Said FERC Chairman Neil Chatterjee, “I recognize and respect state authority to make decisions about the types of generation that serve their communities. Nothing in this decision prohibits that. But there can be no question those decisions effect markets. It’s our role to make sure the actions of one state do not negatively effect the wholesale markets and to ensure a level playing field.” He said he didn’t “buy it at all” that the move will disadvantage clean energy sources.
That’s not how Commissioner Richard Glick sees things. As Rod Kuckro and Jeremy Dillon report at the paywalled EnergyWire, the Democrat labeled the decision "a bailout, plain and simple," that creates "regulatory uncertainty" and would "stunt the transition to clean energy resources" in those states with policies favoring renewables as a means of reducing the greenhouse gas emissions from fossil fuels still generating 62% of U.S. electricity.

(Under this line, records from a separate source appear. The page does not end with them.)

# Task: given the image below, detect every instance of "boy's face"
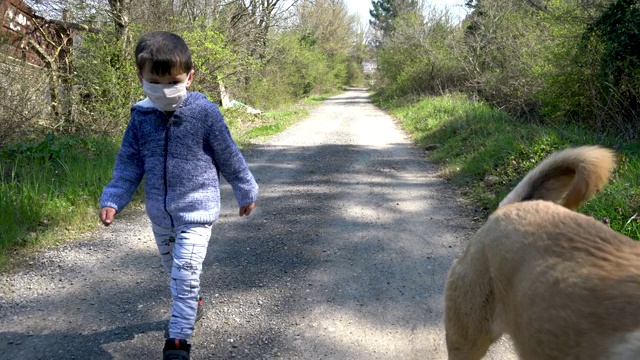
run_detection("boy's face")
[138,65,194,86]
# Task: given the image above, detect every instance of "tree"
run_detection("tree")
[369,0,420,37]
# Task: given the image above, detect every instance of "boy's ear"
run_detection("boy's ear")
[186,70,196,86]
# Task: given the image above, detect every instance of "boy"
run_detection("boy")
[100,31,258,360]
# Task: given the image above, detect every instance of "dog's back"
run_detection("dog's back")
[445,146,640,360]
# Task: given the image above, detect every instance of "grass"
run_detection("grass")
[0,95,329,270]
[374,95,640,240]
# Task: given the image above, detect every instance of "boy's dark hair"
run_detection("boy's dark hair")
[136,31,193,75]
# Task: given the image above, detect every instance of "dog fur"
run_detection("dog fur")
[445,146,640,360]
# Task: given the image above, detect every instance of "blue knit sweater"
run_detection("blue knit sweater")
[100,92,258,227]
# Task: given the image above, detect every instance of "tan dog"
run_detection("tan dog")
[445,146,640,360]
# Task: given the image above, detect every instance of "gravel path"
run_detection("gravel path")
[0,89,515,359]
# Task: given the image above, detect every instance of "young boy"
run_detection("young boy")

Capacity markets are designed to ensure a steady flow of electricity to meet fluctuating demand. In effect, they provide a reserve. Power plants already on line and those seeking investments for new plants to provide this capacity bid in auctions to provide PJM and other capacity markets with power. If they win the bid, they are given regular capacity payments. Of late, as solar and wind have become ever cheaper, coal and natural gas can’t effectively compete at these auctions.
Said Mike Jacobs, a senior energy analyst with the Union of Concerned Scientists, “Federal regulators today have sided with PJM to effectively nullify state laws by excluding power plants meeting state policies from federal markets. By agreeing to this proposal, FERC is not indifferent to state policies that address carbon emissions—they are actively attacking them.”
In its arguments for changing the rule, PJM claimed that state incentives for clean energy—which vary in each of the 13 states it serves—are “market interference,” a term it conveniently does not apply to the subsidies for the dirty fossil fuel plants.
“PJM is pretending there aren’t subsidies in the markets they run, but the irony is they’re everywhere,” Jacobs said. “Now, FERC is rounding up the usual suspects—wind and solar power—but are ignoring the obvious ones under their nose.”